En daarmee kom ik op de rol van het NLR en de nieuwe torensimulator. Zoals ik al eerder aangaf, zijn fundamenteel onderzoek en geavanceerde operationele kennis letterlijk van levensbelang. En dat blijft zo, want het aantal actoren in de veiligheidsketen en de complexiteit van de luchthaveninfrastructuur neemt alleen maar toe. High tech onderzoeksfaciliteiten zoals de torensimulator zijn dus onmisbaar. De toren zelf is natuurlijk niet helemaal nieuw, maar het NLR heeft er nu voor gezorgd dat luchtverkeersleiders én piloten samen real time kunnen oefenen. Dat is een belangrijke nieuwe mogelijkheid die ons in de toekomst hopelijk veel problemen en geld gaat schelen. Zeker als het NLR de resultaten blijft inbedden in internationaal onderzoek.Wat dat betreft hoop en verwacht ik dat de samenwerking tussen het NLR en zijn Duitse evenknie, het DLR, ook op dit gebied tot meerwaarde leidt. Want zoals ik al zei: twee weten meer dan één en dus is nationale en internationale samenwerking van groot belang.

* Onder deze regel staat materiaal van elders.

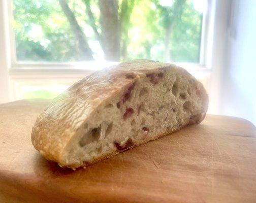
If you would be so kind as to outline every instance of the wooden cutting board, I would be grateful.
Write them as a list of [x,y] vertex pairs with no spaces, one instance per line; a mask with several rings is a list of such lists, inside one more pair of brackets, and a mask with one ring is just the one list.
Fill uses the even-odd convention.
[[256,130],[237,118],[200,125],[73,171],[48,161],[30,132],[48,100],[0,105],[0,202],[256,202]]

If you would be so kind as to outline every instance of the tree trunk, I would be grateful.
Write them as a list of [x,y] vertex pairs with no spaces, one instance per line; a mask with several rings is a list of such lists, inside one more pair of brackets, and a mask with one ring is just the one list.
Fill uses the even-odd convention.
[[78,41],[79,47],[81,51],[81,60],[93,60],[92,52],[88,44],[86,36],[78,24],[75,15],[69,7],[66,0],[59,0],[62,10],[69,20],[70,26],[75,36]]
[[99,41],[102,47],[101,36],[100,35],[100,33],[99,33],[98,32],[98,27],[97,25],[96,25],[96,23],[95,22],[95,17],[92,13],[91,9],[90,0],[83,0],[83,2],[84,3],[84,4],[85,5],[85,10],[88,16],[88,22],[93,30],[95,36],[96,37],[97,40]]
[[127,46],[129,43],[128,31],[131,26],[130,19],[135,0],[122,0],[120,12],[119,26],[121,32],[121,58],[123,60],[127,58]]
[[120,60],[120,28],[117,0],[99,0],[102,40],[105,59]]
[[171,52],[170,50],[170,41],[172,32],[174,26],[175,20],[179,16],[181,15],[182,7],[186,0],[176,0],[173,6],[173,17],[170,21],[169,24],[165,30],[165,50],[164,52],[164,59],[166,61],[171,60]]

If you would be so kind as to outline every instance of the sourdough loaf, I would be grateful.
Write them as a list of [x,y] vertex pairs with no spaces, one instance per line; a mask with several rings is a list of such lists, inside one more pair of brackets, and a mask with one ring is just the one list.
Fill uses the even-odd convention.
[[182,68],[123,62],[54,99],[37,119],[32,143],[47,159],[75,169],[199,123],[208,103],[202,84]]

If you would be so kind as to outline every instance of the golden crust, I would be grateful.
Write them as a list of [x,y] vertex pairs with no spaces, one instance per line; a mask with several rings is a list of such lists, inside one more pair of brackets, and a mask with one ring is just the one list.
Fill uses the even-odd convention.
[[[104,101],[119,92],[123,86],[131,84],[132,77],[131,80],[127,80],[129,74],[150,74],[156,69],[164,70],[170,67],[176,66],[151,60],[136,60],[95,72],[77,82],[54,99],[39,116],[31,133],[34,146],[47,159],[58,162],[60,165],[65,165],[61,155],[73,136],[84,121]],[[186,71],[182,69],[182,71]],[[199,123],[204,119],[208,106],[208,96],[204,88],[200,89],[202,92],[200,93],[205,100],[206,109],[200,117],[191,122],[193,123]],[[159,137],[163,136],[161,135]],[[99,160],[112,155],[108,155]],[[68,166],[72,168],[77,166]]]

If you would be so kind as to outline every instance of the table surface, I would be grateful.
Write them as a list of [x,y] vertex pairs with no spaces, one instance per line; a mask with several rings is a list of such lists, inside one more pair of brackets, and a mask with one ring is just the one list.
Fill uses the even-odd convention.
[[256,130],[245,120],[207,115],[73,171],[45,160],[31,143],[48,103],[0,105],[1,202],[256,202]]

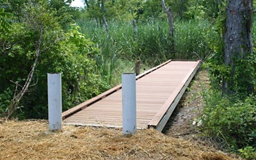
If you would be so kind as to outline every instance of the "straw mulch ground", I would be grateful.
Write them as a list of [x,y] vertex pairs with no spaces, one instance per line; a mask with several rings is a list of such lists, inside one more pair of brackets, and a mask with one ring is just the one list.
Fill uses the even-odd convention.
[[0,159],[235,159],[154,129],[125,137],[118,129],[65,125],[54,132],[47,121],[0,120]]

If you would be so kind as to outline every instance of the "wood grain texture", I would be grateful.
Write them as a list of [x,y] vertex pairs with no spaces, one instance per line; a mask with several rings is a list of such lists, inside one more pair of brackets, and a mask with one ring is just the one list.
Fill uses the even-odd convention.
[[[136,77],[138,128],[159,125],[199,65],[199,61],[169,60]],[[70,124],[122,127],[122,86],[118,85],[64,112],[63,118]]]

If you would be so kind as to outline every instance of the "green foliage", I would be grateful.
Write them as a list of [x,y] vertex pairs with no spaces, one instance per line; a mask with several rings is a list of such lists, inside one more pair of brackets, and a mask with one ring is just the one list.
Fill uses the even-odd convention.
[[0,8],[0,32],[8,32],[11,27],[8,19],[10,19],[12,15],[4,12],[4,8]]
[[24,114],[19,117],[47,117],[47,73],[62,73],[63,110],[109,88],[92,59],[99,49],[77,27],[72,25],[63,29],[58,10],[51,7],[48,1],[29,1],[23,5],[19,17],[15,17],[19,22],[13,22],[10,33],[0,35],[1,111],[6,109],[6,100],[12,99],[7,96],[10,95],[8,88],[12,92],[15,88],[10,81],[19,84],[18,91],[25,83],[38,49],[41,29],[39,61],[29,92],[20,102]]
[[11,102],[12,95],[12,90],[9,88],[6,88],[2,93],[0,93],[0,113],[4,113],[6,111],[6,108]]
[[244,100],[223,97],[221,92],[204,93],[205,106],[202,131],[230,149],[256,146],[256,96]]
[[[77,20],[77,23],[81,27],[81,31],[97,44],[101,52],[109,56],[109,60],[116,57],[140,60],[152,66],[170,58],[204,60],[212,52],[212,43],[218,36],[216,31],[209,28],[207,20],[177,21],[174,54],[171,50],[166,21],[155,20],[137,23],[136,33],[131,21],[125,23],[110,21],[108,38],[105,35],[102,36],[104,29],[97,27],[94,21]],[[106,60],[103,61],[105,63],[109,61],[106,58],[102,60]]]
[[246,159],[256,159],[256,148],[252,147],[246,147],[238,150],[241,153],[241,156]]

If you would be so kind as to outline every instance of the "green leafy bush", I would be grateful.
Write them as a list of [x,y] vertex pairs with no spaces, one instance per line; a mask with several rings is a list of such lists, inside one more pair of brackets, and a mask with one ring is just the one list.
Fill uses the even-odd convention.
[[15,17],[19,20],[13,20],[8,34],[0,35],[1,112],[12,100],[13,93],[13,93],[15,90],[15,84],[10,81],[18,84],[17,91],[19,92],[38,49],[40,56],[33,79],[20,102],[24,108],[20,109],[19,117],[47,117],[47,73],[62,74],[63,110],[109,88],[93,59],[99,53],[99,49],[79,32],[78,27],[65,22],[69,26],[64,28],[61,23],[63,19],[50,4],[46,0],[22,4],[19,17]]
[[244,100],[222,97],[220,92],[204,93],[204,132],[237,150],[256,147],[256,96]]
[[256,159],[256,148],[252,147],[246,147],[238,150],[241,153],[241,156],[246,159]]

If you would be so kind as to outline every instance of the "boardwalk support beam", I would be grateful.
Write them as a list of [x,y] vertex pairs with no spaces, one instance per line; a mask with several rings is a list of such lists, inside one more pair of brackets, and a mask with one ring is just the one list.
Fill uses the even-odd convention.
[[61,74],[47,74],[48,115],[50,131],[62,127]]
[[122,74],[123,134],[132,135],[136,131],[136,74]]

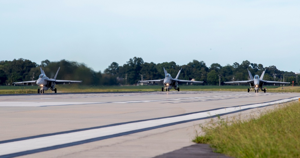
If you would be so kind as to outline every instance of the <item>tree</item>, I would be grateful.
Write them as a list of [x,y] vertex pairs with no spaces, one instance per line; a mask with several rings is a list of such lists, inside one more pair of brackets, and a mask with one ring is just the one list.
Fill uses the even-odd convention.
[[112,75],[116,75],[119,73],[119,64],[113,62],[108,68],[104,70],[104,73],[109,74]]
[[207,74],[207,83],[213,85],[216,85],[219,83],[219,77],[218,74],[214,70],[213,70]]

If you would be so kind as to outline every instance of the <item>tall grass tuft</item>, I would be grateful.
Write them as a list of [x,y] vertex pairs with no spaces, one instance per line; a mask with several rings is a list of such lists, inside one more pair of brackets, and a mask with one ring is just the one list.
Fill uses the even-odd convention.
[[247,120],[219,117],[201,126],[205,134],[194,142],[235,157],[300,157],[300,104],[280,105]]

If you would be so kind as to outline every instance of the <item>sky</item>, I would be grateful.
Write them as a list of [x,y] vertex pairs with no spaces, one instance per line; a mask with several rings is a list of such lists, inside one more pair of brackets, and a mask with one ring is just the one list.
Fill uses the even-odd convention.
[[300,1],[0,1],[0,60],[62,59],[96,71],[135,56],[209,67],[248,60],[300,72]]

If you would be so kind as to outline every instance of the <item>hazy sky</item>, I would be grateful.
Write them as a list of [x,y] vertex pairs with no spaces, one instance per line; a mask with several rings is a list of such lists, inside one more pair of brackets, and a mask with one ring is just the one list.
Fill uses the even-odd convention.
[[208,67],[248,60],[300,71],[299,1],[1,1],[0,60],[83,62],[135,56]]

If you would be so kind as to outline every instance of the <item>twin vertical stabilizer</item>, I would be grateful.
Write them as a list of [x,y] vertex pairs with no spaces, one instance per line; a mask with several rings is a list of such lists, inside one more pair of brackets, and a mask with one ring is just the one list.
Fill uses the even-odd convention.
[[60,69],[60,67],[58,68],[58,70],[57,70],[57,72],[56,72],[56,74],[55,74],[55,76],[54,77],[54,78],[53,79],[54,80],[56,79],[56,77],[57,76],[57,74],[58,73],[58,71],[59,71],[59,69]]
[[251,74],[251,73],[250,72],[250,71],[248,69],[247,69],[247,70],[248,71],[248,73],[249,73],[249,76],[250,77],[250,80],[252,80],[253,79],[253,76],[252,75],[252,74]]
[[265,71],[266,70],[266,69],[267,69],[266,68],[265,69],[265,71],[262,72],[262,75],[260,77],[259,77],[259,80],[262,80],[262,78],[264,78],[264,75],[265,75]]
[[167,71],[165,69],[165,68],[164,68],[164,72],[165,72],[165,76],[168,73],[168,72],[167,72]]
[[180,72],[181,71],[181,70],[182,69],[182,68],[181,68],[180,69],[180,70],[179,70],[179,72],[178,72],[178,73],[177,74],[177,75],[176,76],[176,77],[175,78],[175,79],[178,79],[178,77],[179,77],[179,75],[180,74]]

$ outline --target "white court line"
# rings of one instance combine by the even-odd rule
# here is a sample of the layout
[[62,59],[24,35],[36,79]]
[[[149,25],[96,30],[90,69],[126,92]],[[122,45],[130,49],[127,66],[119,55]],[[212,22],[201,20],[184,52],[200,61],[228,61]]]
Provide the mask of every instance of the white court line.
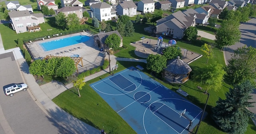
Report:
[[137,101],[137,100],[138,100],[139,99],[140,99],[140,98],[142,98],[142,97],[144,97],[144,96],[145,96],[145,95],[147,95],[147,94],[149,94],[149,93],[150,93],[150,92],[151,92],[151,91],[153,91],[153,90],[154,90],[154,89],[156,89],[156,88],[157,88],[158,87],[159,87],[159,86],[161,86],[161,85],[162,85],[162,84],[161,84],[161,85],[158,85],[158,86],[157,86],[156,87],[156,88],[154,88],[153,90],[151,90],[151,91],[150,91],[148,93],[146,93],[146,94],[145,94],[144,95],[143,95],[143,96],[142,96],[141,97],[140,97],[139,99],[137,99],[136,100],[135,100],[135,101],[134,101],[134,102],[132,102],[132,103],[131,103],[130,104],[129,104],[128,105],[127,105],[127,106],[126,106],[126,107],[124,107],[123,108],[122,108],[122,109],[120,110],[119,111],[117,112],[117,113],[118,113],[118,112],[119,112],[123,110],[124,109],[125,109],[127,107],[128,107],[128,106],[130,106],[130,105],[132,105],[132,103],[134,103],[134,102],[135,102]]

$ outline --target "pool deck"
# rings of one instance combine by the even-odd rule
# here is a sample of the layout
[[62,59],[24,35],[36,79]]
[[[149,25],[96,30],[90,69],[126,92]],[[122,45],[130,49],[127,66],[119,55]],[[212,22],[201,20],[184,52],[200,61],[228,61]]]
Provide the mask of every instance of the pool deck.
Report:
[[[46,41],[68,37],[76,35],[84,35],[90,37],[89,40],[84,43],[80,43],[59,49],[45,51],[39,43]],[[70,35],[59,36],[54,38],[46,39],[44,40],[29,43],[28,47],[31,52],[35,59],[42,59],[46,55],[70,57],[74,54],[78,54],[82,57],[83,67],[82,63],[78,66],[78,72],[82,72],[100,65],[104,57],[104,53],[100,52],[98,48],[94,45],[93,35],[87,32],[81,32]]]

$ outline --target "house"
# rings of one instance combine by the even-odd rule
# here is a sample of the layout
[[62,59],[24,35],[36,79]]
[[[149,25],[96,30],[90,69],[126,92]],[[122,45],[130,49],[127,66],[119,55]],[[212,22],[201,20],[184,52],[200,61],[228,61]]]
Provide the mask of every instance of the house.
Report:
[[184,7],[185,0],[169,0],[172,2],[172,6],[175,8],[182,8]]
[[62,12],[67,16],[69,14],[76,14],[79,19],[83,17],[82,8],[80,6],[65,6],[56,10],[57,14]]
[[210,17],[213,11],[213,7],[212,6],[202,6],[195,9],[195,10],[199,14],[204,13],[206,14],[208,16]]
[[137,15],[137,6],[132,1],[123,1],[116,6],[116,14],[133,16]]
[[17,6],[20,5],[18,1],[8,1],[5,2],[5,5],[7,7],[7,10],[10,11],[16,10]]
[[28,10],[30,12],[32,13],[33,12],[33,8],[32,8],[32,6],[30,5],[18,5],[17,6],[17,8],[16,9],[16,10],[17,11],[25,11]]
[[54,0],[36,0],[37,2],[37,8],[38,10],[41,10],[41,6],[44,5],[49,9],[52,9],[54,10],[58,9],[58,6],[55,4]]
[[188,6],[194,4],[194,0],[185,0],[184,6]]
[[93,37],[95,47],[104,48],[104,49],[106,49],[107,46],[105,44],[105,40],[109,35],[113,33],[117,34],[121,39],[121,42],[120,43],[119,47],[123,46],[123,38],[122,38],[118,31],[116,30],[107,33],[101,32],[95,35]]
[[204,0],[195,0],[194,3],[197,5],[202,5],[204,4]]
[[209,17],[205,13],[199,14],[195,10],[192,8],[189,8],[182,11],[183,14],[188,16],[194,17],[196,16],[196,23],[205,24],[208,21]]
[[61,7],[65,6],[80,6],[83,7],[83,3],[78,0],[61,0]]
[[187,16],[179,11],[156,21],[156,33],[181,39],[188,27],[196,25],[196,16]]
[[238,8],[243,7],[246,6],[245,2],[244,1],[231,0],[228,2],[228,5],[232,6],[236,6]]
[[218,4],[218,6],[221,8],[219,8],[219,9],[223,10],[226,8],[226,6],[228,6],[228,1],[222,0],[212,0],[212,1],[210,2],[209,5],[211,5],[214,4]]
[[169,0],[159,1],[155,3],[155,8],[162,10],[170,10],[172,6],[172,3]]
[[87,0],[84,2],[84,5],[85,6],[91,6],[93,4],[96,4],[101,2],[100,1],[95,0]]
[[153,0],[142,0],[136,5],[137,10],[143,13],[152,13],[155,10],[155,2]]
[[41,30],[39,24],[44,23],[42,13],[30,14],[28,10],[8,12],[12,29],[17,33]]
[[103,19],[107,21],[117,18],[116,11],[112,9],[112,6],[106,2],[92,4],[88,12],[90,17],[95,16],[101,21]]

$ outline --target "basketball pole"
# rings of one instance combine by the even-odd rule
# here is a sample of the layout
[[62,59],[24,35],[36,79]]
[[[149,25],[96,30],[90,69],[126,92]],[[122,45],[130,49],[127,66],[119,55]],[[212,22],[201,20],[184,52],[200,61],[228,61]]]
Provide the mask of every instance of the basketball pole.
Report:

Dames en heren, na deze opmerkingen over de rol en positie van het NLR is het maar een kleine stap naar de heer Van Houwelingen. Mijnheer Van Houwelingen, ook ik wil deze gelegenheid graag gebruiken om u heel hartelijk te danken voor al het werk dat u sinds 1991 als NLR-voorzitter hebt verzet. Het NLR is vandaag de dag zonder twijfel hét luchtvaart-expertisecentrum van Nederland. Maar als je naar het recente verleden kijkt, is dat minder vanzelfsprekend dan het nu misschien lijkt. Met name door de Bijlmerramp in 1992 en het faillissement van Fokker in 1996 heeft het NLR een enorme omslag moeten maken. Daarvoor was vliegtuigontwikkeling uw core business, nu is dat veiligheid, capaciteit, milieu en natuurlijk Air Traffic Management. Ik heb net al een paar voorbeelden gegeven waaruit blijkt dat het NLR die omslag onder uw leiding met veel succes heeft gemaakt. U hebt het NLR ook internationaal op de kaart gezet. Niet alleen door intensief samen te gaan werken met de Duitsers, maar bijvoorbeeld ook als voorzitter van de koepel van Europese onderzoeksinstellingen op luchtvaartgebied. En dat alles in een periode van grote hectiek en ingrijpende reorganisaties. Daarvoor nogmaals mijn dank.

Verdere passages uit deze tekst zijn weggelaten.